Whenever you read a good book, somewhere in the world a door opens to allow in more light.

—Vera Nazarian

When was the last time you heard a good story about someone’s life? One that lingered and made an impression on you. One that made you feel the same way you do after putting down a great book. Have you heard about The Human Library Project?

The Human Library Project subscribes to the idea that the best “books” are actually people, and that people who share their stories with others are the key to breaking down barriers and creating a better world.

The Library

The Human Library Organization (HLO) was created in Copenhagen in the spring of 2000 by Ronni and Dany Abergel, Asma Mouna, and Christoffer Erichsen. The original HLO event featured over fifty different human “books” and was open eight hours a day for four straight days.

A human book is a person who volunteers to represent a community of people that has been stereotyped and, based on their personal experiences, can answer questions from “readers” to help challenge what is being said/told/understood about a given community. Books help shed light on the facts as they know them. Books are not political or on a mission when they are read, but rather able to surrender to the agenda of the reader and allow them control of the conversation during a 30-minute book reading session.

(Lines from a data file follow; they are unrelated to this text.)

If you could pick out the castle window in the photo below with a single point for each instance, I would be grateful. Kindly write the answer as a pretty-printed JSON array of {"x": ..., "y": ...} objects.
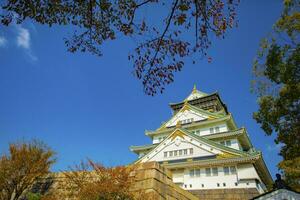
[
  {"x": 191, "y": 151},
  {"x": 165, "y": 154},
  {"x": 215, "y": 171},
  {"x": 197, "y": 172},
  {"x": 208, "y": 172},
  {"x": 233, "y": 170},
  {"x": 228, "y": 143},
  {"x": 185, "y": 151},
  {"x": 226, "y": 170},
  {"x": 192, "y": 173}
]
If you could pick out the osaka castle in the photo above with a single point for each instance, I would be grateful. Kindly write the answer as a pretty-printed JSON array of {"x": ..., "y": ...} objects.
[{"x": 204, "y": 149}]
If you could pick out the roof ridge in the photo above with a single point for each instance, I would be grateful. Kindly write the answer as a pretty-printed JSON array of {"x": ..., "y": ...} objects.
[{"x": 215, "y": 143}]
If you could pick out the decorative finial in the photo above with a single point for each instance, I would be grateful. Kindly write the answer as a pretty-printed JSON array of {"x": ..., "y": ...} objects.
[
  {"x": 178, "y": 124},
  {"x": 194, "y": 89}
]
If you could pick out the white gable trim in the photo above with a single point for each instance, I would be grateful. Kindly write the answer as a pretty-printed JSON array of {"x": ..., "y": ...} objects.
[{"x": 189, "y": 115}]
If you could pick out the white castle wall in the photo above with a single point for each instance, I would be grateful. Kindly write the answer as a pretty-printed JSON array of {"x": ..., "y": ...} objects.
[{"x": 221, "y": 181}]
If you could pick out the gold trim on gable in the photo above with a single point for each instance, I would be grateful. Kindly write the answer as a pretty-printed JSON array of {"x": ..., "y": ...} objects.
[
  {"x": 177, "y": 133},
  {"x": 225, "y": 155}
]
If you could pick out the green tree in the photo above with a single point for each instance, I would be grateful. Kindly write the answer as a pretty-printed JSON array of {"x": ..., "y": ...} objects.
[
  {"x": 184, "y": 31},
  {"x": 25, "y": 163},
  {"x": 277, "y": 84}
]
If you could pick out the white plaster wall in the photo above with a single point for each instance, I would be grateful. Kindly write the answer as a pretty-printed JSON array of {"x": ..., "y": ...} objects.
[
  {"x": 200, "y": 149},
  {"x": 206, "y": 130},
  {"x": 247, "y": 171},
  {"x": 197, "y": 151},
  {"x": 234, "y": 143},
  {"x": 210, "y": 182},
  {"x": 187, "y": 114},
  {"x": 159, "y": 138}
]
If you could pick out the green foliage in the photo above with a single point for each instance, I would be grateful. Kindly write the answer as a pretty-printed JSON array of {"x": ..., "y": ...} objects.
[
  {"x": 277, "y": 84},
  {"x": 22, "y": 167}
]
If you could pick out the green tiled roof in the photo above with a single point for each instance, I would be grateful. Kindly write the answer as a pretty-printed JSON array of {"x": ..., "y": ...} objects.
[{"x": 142, "y": 147}]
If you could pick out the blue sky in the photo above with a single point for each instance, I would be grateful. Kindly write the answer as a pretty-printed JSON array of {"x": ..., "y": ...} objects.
[{"x": 85, "y": 106}]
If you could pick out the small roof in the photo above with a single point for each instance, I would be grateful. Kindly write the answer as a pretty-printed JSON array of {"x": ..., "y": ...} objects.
[{"x": 195, "y": 94}]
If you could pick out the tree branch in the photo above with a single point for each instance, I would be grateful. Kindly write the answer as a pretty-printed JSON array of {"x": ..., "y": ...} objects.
[{"x": 165, "y": 31}]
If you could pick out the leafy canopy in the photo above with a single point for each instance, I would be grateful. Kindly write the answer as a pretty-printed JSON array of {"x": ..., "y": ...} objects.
[
  {"x": 161, "y": 49},
  {"x": 25, "y": 163},
  {"x": 277, "y": 84}
]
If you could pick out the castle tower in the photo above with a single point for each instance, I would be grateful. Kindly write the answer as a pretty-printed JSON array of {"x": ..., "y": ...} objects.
[{"x": 204, "y": 149}]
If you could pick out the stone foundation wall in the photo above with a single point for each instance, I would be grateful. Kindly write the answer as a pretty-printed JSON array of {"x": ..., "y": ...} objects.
[
  {"x": 224, "y": 194},
  {"x": 151, "y": 180},
  {"x": 156, "y": 181}
]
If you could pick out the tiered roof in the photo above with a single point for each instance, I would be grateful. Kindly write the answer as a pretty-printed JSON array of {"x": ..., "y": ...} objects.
[{"x": 214, "y": 111}]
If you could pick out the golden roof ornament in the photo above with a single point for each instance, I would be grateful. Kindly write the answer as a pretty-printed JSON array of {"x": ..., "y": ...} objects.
[
  {"x": 178, "y": 124},
  {"x": 194, "y": 89}
]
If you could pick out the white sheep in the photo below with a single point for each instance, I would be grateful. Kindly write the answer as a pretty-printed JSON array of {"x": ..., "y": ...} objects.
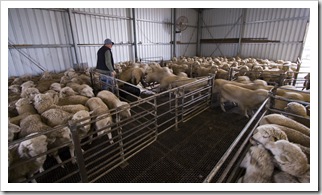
[
  {"x": 66, "y": 91},
  {"x": 259, "y": 166},
  {"x": 55, "y": 87},
  {"x": 54, "y": 117},
  {"x": 83, "y": 89},
  {"x": 43, "y": 102},
  {"x": 72, "y": 108},
  {"x": 23, "y": 151},
  {"x": 72, "y": 100},
  {"x": 288, "y": 157},
  {"x": 245, "y": 98},
  {"x": 82, "y": 117},
  {"x": 103, "y": 118},
  {"x": 283, "y": 177},
  {"x": 24, "y": 105},
  {"x": 113, "y": 102},
  {"x": 285, "y": 121},
  {"x": 267, "y": 133},
  {"x": 29, "y": 93},
  {"x": 26, "y": 85},
  {"x": 293, "y": 135},
  {"x": 12, "y": 130},
  {"x": 299, "y": 110}
]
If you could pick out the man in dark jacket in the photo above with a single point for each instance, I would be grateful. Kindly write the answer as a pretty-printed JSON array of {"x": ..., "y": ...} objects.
[{"x": 105, "y": 64}]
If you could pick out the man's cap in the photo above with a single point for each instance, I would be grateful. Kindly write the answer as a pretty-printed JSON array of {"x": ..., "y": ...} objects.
[{"x": 108, "y": 41}]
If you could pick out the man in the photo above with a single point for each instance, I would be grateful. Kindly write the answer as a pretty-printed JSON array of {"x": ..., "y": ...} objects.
[{"x": 105, "y": 64}]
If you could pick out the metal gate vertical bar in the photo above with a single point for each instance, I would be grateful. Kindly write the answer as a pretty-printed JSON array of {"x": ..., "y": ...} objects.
[{"x": 78, "y": 152}]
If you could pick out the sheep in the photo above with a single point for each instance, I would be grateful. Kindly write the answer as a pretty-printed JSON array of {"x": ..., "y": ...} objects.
[
  {"x": 29, "y": 93},
  {"x": 283, "y": 177},
  {"x": 45, "y": 85},
  {"x": 299, "y": 110},
  {"x": 293, "y": 135},
  {"x": 12, "y": 130},
  {"x": 285, "y": 121},
  {"x": 66, "y": 91},
  {"x": 245, "y": 98},
  {"x": 14, "y": 89},
  {"x": 24, "y": 105},
  {"x": 271, "y": 133},
  {"x": 113, "y": 102},
  {"x": 72, "y": 100},
  {"x": 43, "y": 102},
  {"x": 267, "y": 133},
  {"x": 84, "y": 89},
  {"x": 259, "y": 166},
  {"x": 99, "y": 109},
  {"x": 25, "y": 150},
  {"x": 26, "y": 85},
  {"x": 33, "y": 124},
  {"x": 54, "y": 117},
  {"x": 55, "y": 87},
  {"x": 72, "y": 108},
  {"x": 296, "y": 108},
  {"x": 288, "y": 157},
  {"x": 53, "y": 94},
  {"x": 83, "y": 118}
]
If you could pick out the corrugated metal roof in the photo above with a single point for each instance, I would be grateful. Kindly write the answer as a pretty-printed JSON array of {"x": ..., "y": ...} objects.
[
  {"x": 285, "y": 25},
  {"x": 38, "y": 27}
]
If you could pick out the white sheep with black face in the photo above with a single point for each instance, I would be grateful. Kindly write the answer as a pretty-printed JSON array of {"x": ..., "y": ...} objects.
[
  {"x": 113, "y": 102},
  {"x": 22, "y": 152},
  {"x": 103, "y": 118},
  {"x": 288, "y": 157},
  {"x": 258, "y": 164}
]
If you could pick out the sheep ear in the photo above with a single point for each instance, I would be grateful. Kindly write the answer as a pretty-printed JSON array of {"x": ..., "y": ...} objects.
[{"x": 282, "y": 159}]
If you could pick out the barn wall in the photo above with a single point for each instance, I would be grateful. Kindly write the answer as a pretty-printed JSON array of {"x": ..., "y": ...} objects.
[{"x": 283, "y": 29}]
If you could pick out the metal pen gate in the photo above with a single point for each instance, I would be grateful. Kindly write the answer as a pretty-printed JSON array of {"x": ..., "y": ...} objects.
[{"x": 96, "y": 154}]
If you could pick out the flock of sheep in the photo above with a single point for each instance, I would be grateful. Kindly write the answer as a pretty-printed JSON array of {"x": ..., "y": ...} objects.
[
  {"x": 39, "y": 110},
  {"x": 280, "y": 152},
  {"x": 49, "y": 101}
]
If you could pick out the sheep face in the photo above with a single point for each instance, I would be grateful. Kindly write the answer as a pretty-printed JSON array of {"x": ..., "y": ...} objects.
[
  {"x": 87, "y": 92},
  {"x": 266, "y": 133},
  {"x": 30, "y": 93},
  {"x": 66, "y": 91},
  {"x": 12, "y": 129},
  {"x": 33, "y": 147},
  {"x": 296, "y": 108},
  {"x": 288, "y": 157},
  {"x": 55, "y": 87},
  {"x": 126, "y": 112},
  {"x": 258, "y": 164}
]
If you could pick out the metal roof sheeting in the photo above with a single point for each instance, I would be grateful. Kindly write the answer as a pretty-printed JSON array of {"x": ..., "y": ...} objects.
[{"x": 287, "y": 26}]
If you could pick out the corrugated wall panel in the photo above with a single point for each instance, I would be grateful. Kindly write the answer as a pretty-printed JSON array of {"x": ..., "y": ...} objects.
[
  {"x": 272, "y": 51},
  {"x": 221, "y": 50},
  {"x": 154, "y": 32},
  {"x": 286, "y": 25},
  {"x": 189, "y": 35},
  {"x": 186, "y": 49},
  {"x": 154, "y": 52},
  {"x": 34, "y": 27}
]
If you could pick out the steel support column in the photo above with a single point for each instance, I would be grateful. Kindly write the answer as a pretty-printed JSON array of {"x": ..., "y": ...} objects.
[
  {"x": 72, "y": 27},
  {"x": 241, "y": 31},
  {"x": 174, "y": 32},
  {"x": 199, "y": 31},
  {"x": 134, "y": 33}
]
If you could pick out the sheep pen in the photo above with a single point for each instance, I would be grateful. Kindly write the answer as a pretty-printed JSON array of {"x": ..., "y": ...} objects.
[{"x": 142, "y": 133}]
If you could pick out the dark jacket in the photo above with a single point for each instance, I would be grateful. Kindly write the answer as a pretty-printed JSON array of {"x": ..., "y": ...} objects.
[{"x": 101, "y": 59}]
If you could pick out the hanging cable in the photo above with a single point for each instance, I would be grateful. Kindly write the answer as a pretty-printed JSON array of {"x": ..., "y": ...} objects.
[{"x": 27, "y": 56}]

The broad selection of human books at that first session provided readers with ample choice to challenge their stereotypes. More than a thousand readers took advantage, many becoming their own versions of a human book. Librarians, organizers, and readers were stunned at the reception and impact of the Human Library.

Today, the HLO operates as a non-profit in 85 countries to better our understanding of diversity in order to help create more inclusive and cohesive communities across cultural, religious, social, and ethnic differences.

The HLO also offers diversity, equity, and inclusion training for companies that wish to better incorporate social understanding within their workforce, as well as grow their cultural awareness for deeper partnerships with clients.

The Ask

Organizations like HLO and Penn State’s World in Conversation advocate for open dialogue as a key to breaking down the barriers at the root of many of the challenges we face as a global community.

But the problems aren’t always as far away as the other side of the world. In sharing the story of the HLO I’m asking you to consider what you could learn if you chose read a new book, independent of any formal HLO program. And what impact could you make by becoming your own human book for someone else? Our stories do more to connect us than divide us when we’re willing to tell them, and when others are willing to listen.

In fact, that’s why I wrote Being Chief and Casey’s Kite. So that more people could hear my stories and then make an impact of their own.

Why not find a new book? You might be surprised what you learn.